The projection of the displacement vector onto the OX axis is equal to the difference between the coordinates of the end and beginning of the vector, that is
S x = x – x 0
The projections of the displacement vector on the OY and OZ axes are determined and written similarly:
S y = y – y 0 S z = z – z 0
Here x 0 , y 0 , z 0 are the initial coordinates, or the coordinates of the initial position of the body (material point); x, y, z - final coordinates, or coordinates of the subsequent position of the body (material point).
The projection of the displacement vector is considered positive if the direction of the vector and the direction of the coordinate axis coincide (as in Fig. 1.3). If the direction of the vector and the direction of the coordinate axis do not coincide (opposite), then the projection of the vector is negative (Fig. 1.4).
If the displacement vector is parallel to the axis, then the modulus of its projection is equal to the modulus of the Vector itself. If the displacement vector is perpendicular to the axis, then the modulus of its projection is equal to zero (Fig. 1.4).
Rice. 1.4. Motion vector projection modules.
The difference between the subsequent and initial values of some quantity is called the change in this quantity. That is, the projection of the displacement vector onto the coordinate axis is equal to the change in the corresponding coordinate. For example, for the case when the body moves perpendicular to the X axis (Fig. 1.4), it turns out that the body DOES NOT MOVE relative to the X axis. That is, the movement of the body along the X axis is zero.
Let's consider an example of body motion on a plane. The initial position of the body is point A with coordinates x 0 and y 0, that is, A(x 0, y 0).

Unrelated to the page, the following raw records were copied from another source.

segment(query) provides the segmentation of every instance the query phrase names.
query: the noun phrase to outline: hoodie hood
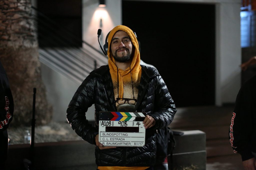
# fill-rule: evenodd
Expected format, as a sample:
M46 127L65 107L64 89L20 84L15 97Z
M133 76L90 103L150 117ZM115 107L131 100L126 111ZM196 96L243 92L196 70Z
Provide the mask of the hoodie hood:
M134 48L133 48L134 51L132 53L133 56L131 57L132 58L130 70L130 67L129 67L124 70L118 69L118 68L116 65L115 61L111 52L111 46L113 37L116 32L119 31L123 31L127 33L130 37ZM115 99L118 96L121 98L133 98L132 93L131 94L131 91L132 92L133 90L134 92L135 98L136 99L137 96L137 87L138 84L139 84L141 74L141 68L140 65L140 59L138 49L138 43L136 36L129 28L124 25L119 25L115 27L110 31L108 37L108 65L114 86ZM117 89L118 76L119 85L118 89ZM132 80L131 80L131 77L132 77ZM130 85L129 84L132 83L133 83L132 86L134 87L133 89L131 87L132 86L130 86ZM124 93L124 88L125 91Z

The final position of the body is point B with coordinates x and y, that is, B(x, y). Let's find the modulus of body displacement.
From points A and B we lower perpendiculars to the coordinate axes OX and OY (Fig. 1.5).

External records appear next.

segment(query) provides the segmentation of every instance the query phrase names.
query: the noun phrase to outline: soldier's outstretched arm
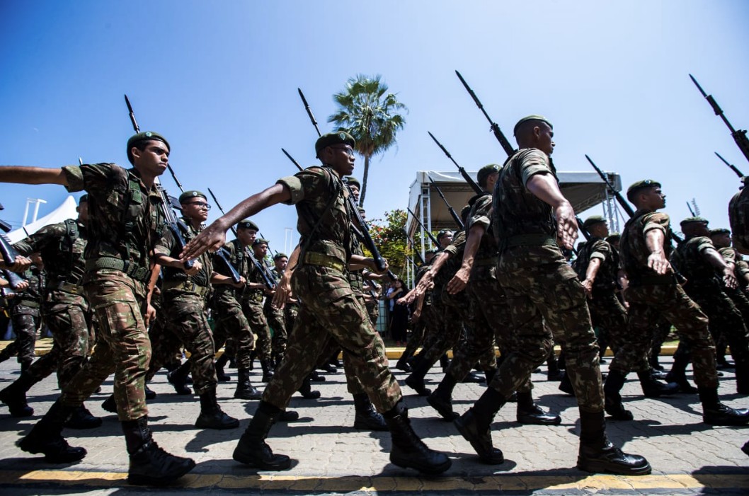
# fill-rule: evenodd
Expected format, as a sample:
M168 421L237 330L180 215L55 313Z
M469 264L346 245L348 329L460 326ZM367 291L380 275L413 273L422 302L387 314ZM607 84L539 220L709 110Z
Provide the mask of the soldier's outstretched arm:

Rice. 1.5. Movement of a body on a plane.
Let us determine the projections of the displacement vector on the OX and OY axes:
S x = x – x 0 S y = y – y 0
In Fig. 1.5 it is clear that triangle ABC is a right triangle. It follows from this that when solving the problem one can use Pythagorean theorem, with which you can find the module of the displacement vector, since
AC = s x CB = s y
According to the Pythagorean theorem
S 2 = S x 2 + S y 2
Where can you find the module of the displacement vector, that is, the length of the body’s path from point A to point B:
And finally, I suggest you consolidate your knowledge and calculate a few examples at your discretion. To do this, enter some numbers in the coordinate fields and click the CALCULATE button. Your browser must support the execution of JavaScript scripts and script execution must be enabled in your browser settings, otherwise the calculation will not be performed. In real numbers, the integer and fractional parts must be separated by a dot, for example, 10.5.